Search code examples
univocity

Univocity - parse each TSV file row to different Type of class object


I have a tsv file which has fixed rows but each row is mapped to different Java Class.

For example.

recordType  recordValue1
recordType  recordValue1 recordValue2

for First row I have follofing class:

public class FirstRow implements ItsvRecord {

    @Parsed(index = 0)
    private String recordType;

    @Parsed(index = 1)
    private String recordValue1;

    public FirstRow() {
    }
}

and for second row I have:

public class SecondRow implements ItsvRecord {

    @Parsed(index = 0)
    private String recordType;

    @Parsed(index = 1)
    private String recordValue1;

    public SecondRow() {
    }
}

I want to parse the TSV file directly to the respective objects but I am falling short of ideas.


Solution

  • Use an InputValueSwitch.

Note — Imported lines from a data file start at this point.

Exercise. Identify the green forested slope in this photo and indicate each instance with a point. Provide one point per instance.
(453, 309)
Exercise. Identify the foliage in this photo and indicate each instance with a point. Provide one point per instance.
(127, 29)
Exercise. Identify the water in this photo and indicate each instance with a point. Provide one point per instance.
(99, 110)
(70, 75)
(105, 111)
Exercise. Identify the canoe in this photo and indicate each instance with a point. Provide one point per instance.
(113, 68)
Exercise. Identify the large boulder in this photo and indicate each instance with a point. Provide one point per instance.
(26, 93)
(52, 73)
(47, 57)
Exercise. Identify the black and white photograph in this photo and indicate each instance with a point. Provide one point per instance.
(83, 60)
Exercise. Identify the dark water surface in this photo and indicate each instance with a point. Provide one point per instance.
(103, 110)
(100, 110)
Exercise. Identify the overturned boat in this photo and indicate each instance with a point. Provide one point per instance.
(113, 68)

This will match a value in a particular column of each row to determine what RowProcessor to use. Example:

    Create two (or more) processors for each type of record you need to process:

    final BeanListProcessor<FirstRow> firstProcessor = new BeanListProcessor<FirstRow>(FirstRow.class);
    final BeanListProcessor<SecondRow> secondProcessor = new BeanListProcessor<SecondRow>(SecondRow.class);
    

    Create an InputValueSwitch:

    //0 means that the first column of each row has a value that 
    //identifies what is the type of record you are dealing with
    InputValueSwitch valueSwitch = new InputValueSwitch(0);
    
    //assigns the first processor to rows whose first column contain the 'firstRowType' value
    valueSwitch.addSwitchForValue("firstRowType", firstProcessor);
    
    //assigns the second processor to rows whose first column contain the 'secondRowType' value
    valueSwitch.addSwitchForValue("secondRowType", secondProcessor);
    

    Parse as usual:

    TsvParserSettings settings = new TsvParserSettings(); //configure...
    // your row processor is the switch
    settings.setProcessor(valueSwitch);
    
    TsvParser parser = new TsvParser(settings);
    
    Reader input = new StringReader(""+
            "firstRowType\trecordValue1\n" +
            "secondRowType\trecordValue1\trecordValue2");
    
    parser.parse(input);
    

    Get the parsed objects from your processors:

    List<FirstRow> firstTypeObjects = firstProcessor.getBeans();
    List<SecondRow> secondTypeObjects = secondProcessor.getBeans();
    

    The output will be*:

    [FirstRow{recordType='firstRowType', recordValue1='recordValue1'}]
    
    [SecondRow{recordType='secondRowType', recordValue1='recordValue1', recordValue2='recordValue2'}]
    
    • Assuming you have a sane toString() implemented in your classes

    If you want to manage associations among the objects that are parsed:

    If your FirstRow should contain the elements parsed for records of type SecondRow, simply override the rowProcessorSwitched method:

        InputValueSwitch valueSwitch = new InputValueSwitch(0) {
        @Override
        public void rowProcessorSwitched(RowProcessor from, RowProcessor to) {
            if (from == secondProcessor) {
                List<FirstRow> firstRows = firstProcessor.getBeans();
                FirstRow mostRecentRow = firstRows.get(firstRows.size() - 1);
    
                mostRecentRow.addRowsOfOtherType(secondProcessor.getBeans());
                secondProcessor.getBeans().clear();
            }
        }
    };
    
    • The above assumes your FirstRow class has a addRowsOfOtherType method that takes a list of SecondRow as parameter.

    And that's it!

    You can even mix and match other types of RowProcessor. There's another example here that demonstrates this.

    Hope this helps.